Mexican politician assassinated


Al Jazeera's Mariana Sanchez reports on the latestsuspected drug gang-related killing in Mexico
Felipe Calderon, the Mexican president, has blamed drug cartels for the assassination of a front-running candidate for governor in the border state of Tamaulipas.
Calderon said that the assassination on Monday of Rodolfo Torre in northern Mexico shows "organised crime is a permanent threat" and was "trying to interfere in the decisions of citizens and in election processes".
He called on Mexicans to "close ranks to confront it" after local television showed the bodies of Torre and four aides lying on a highway after they were ambushed on their way to a campaign event for the July 4 election.
All five were from the opposition Institutional Revolutionary Party (PRI), which holds power in Tamaulipas state.
Torre's killing is the highest-level political assassination in Mexico since the 1994 murders of PRI presidential candidate Luis Donaldo Colosio in the border city of Tijuana, and prominent PRI party leader Jose Francisco Ruiz Massieu in Mexico City.

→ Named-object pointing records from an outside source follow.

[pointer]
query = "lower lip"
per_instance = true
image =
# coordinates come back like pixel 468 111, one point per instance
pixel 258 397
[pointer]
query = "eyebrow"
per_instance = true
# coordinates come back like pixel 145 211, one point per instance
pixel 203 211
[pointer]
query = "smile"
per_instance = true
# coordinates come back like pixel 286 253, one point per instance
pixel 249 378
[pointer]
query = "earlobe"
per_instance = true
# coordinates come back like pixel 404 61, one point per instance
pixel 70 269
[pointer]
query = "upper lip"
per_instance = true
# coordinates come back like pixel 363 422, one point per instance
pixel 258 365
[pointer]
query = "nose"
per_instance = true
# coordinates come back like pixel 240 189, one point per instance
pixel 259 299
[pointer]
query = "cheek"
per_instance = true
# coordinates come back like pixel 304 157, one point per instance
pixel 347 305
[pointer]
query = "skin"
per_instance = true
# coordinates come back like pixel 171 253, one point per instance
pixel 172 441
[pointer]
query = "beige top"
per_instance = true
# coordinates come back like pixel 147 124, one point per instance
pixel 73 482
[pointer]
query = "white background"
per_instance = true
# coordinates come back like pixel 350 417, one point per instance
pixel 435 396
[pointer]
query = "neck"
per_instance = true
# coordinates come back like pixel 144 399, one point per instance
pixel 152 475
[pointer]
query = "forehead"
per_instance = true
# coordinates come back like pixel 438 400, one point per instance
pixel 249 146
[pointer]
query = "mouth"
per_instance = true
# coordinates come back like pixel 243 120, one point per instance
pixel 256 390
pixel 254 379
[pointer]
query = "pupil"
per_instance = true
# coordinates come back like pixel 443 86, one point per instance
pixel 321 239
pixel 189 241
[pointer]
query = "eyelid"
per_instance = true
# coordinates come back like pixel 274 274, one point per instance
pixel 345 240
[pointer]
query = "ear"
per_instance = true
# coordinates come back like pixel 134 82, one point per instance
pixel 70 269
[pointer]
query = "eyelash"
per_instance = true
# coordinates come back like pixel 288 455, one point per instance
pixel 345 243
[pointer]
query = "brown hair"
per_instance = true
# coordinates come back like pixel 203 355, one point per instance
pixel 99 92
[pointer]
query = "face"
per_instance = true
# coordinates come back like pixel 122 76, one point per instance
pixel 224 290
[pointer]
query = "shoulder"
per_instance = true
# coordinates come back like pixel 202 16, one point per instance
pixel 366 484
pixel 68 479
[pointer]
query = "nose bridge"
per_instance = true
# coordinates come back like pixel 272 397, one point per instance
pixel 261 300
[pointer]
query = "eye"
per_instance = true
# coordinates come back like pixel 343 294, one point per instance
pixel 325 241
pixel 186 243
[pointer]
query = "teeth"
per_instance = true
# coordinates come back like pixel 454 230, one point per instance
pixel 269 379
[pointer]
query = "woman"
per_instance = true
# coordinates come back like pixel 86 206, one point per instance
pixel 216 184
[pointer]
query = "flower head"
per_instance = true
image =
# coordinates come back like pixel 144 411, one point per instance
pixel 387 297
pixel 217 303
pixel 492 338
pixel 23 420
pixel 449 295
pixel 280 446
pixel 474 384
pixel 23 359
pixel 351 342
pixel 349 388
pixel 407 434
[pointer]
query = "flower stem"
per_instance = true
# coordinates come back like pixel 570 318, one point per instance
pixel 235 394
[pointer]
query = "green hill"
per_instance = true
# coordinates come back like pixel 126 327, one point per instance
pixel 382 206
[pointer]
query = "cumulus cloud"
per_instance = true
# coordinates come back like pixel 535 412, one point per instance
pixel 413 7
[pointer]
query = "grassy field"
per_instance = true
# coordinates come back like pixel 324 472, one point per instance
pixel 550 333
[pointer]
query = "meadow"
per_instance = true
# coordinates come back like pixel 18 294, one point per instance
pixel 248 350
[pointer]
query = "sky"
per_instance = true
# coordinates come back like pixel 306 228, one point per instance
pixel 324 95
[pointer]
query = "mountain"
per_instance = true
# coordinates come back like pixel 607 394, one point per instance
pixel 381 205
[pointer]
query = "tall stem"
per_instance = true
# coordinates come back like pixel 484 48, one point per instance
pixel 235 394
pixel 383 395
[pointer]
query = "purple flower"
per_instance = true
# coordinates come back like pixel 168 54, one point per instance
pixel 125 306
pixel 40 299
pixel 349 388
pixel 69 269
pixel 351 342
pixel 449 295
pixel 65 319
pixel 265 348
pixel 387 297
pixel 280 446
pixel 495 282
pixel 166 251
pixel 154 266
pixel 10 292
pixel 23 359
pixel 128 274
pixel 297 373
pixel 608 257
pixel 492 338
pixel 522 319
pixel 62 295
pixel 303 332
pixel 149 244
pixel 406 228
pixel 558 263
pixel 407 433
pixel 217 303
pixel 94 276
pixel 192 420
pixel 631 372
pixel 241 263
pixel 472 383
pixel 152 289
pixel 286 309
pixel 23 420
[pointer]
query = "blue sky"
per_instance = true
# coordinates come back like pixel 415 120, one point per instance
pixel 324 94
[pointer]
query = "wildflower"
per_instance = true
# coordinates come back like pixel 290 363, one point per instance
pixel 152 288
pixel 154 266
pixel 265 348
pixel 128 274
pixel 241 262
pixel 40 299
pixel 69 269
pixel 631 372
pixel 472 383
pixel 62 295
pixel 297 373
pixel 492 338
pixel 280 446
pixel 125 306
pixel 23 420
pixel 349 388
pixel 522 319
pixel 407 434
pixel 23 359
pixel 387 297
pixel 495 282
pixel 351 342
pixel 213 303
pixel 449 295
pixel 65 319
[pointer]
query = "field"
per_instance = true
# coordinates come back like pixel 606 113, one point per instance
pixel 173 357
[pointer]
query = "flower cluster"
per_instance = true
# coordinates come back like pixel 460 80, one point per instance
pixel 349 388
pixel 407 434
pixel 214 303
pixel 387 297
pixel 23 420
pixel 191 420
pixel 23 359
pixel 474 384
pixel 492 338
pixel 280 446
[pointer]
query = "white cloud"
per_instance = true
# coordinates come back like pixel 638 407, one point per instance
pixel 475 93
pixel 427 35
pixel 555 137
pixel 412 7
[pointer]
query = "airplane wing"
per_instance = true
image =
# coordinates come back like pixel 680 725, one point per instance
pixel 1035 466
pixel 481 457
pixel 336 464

Fernando Gomez Mont, the interior minister, condemned the attack as "absolutely reprehensible" and headed to Tamaulipas, across the US border from Texas, to offer his support.
Singer killed
The political killings come after a well-known Mexican singer was killed in a separate incident over the weekend.
Sergio Vega was killed by unknown assassins who intercepted his car in the northern Mexican state of Sinaloa.
Authorities said that the gunmen riddled Vega's car on Sunday with more than 30 bullets near the city of Los Mochis.
Just hours earlier, Vega had given an interview to a Mexican entertainment website in which he said rumours he had been killed were wrong.
Vega was known for singing narcocorridos - songs telling stories about the lives of drug traffickers - and such singers are said to be at risk of being targeted by rival drug gangs.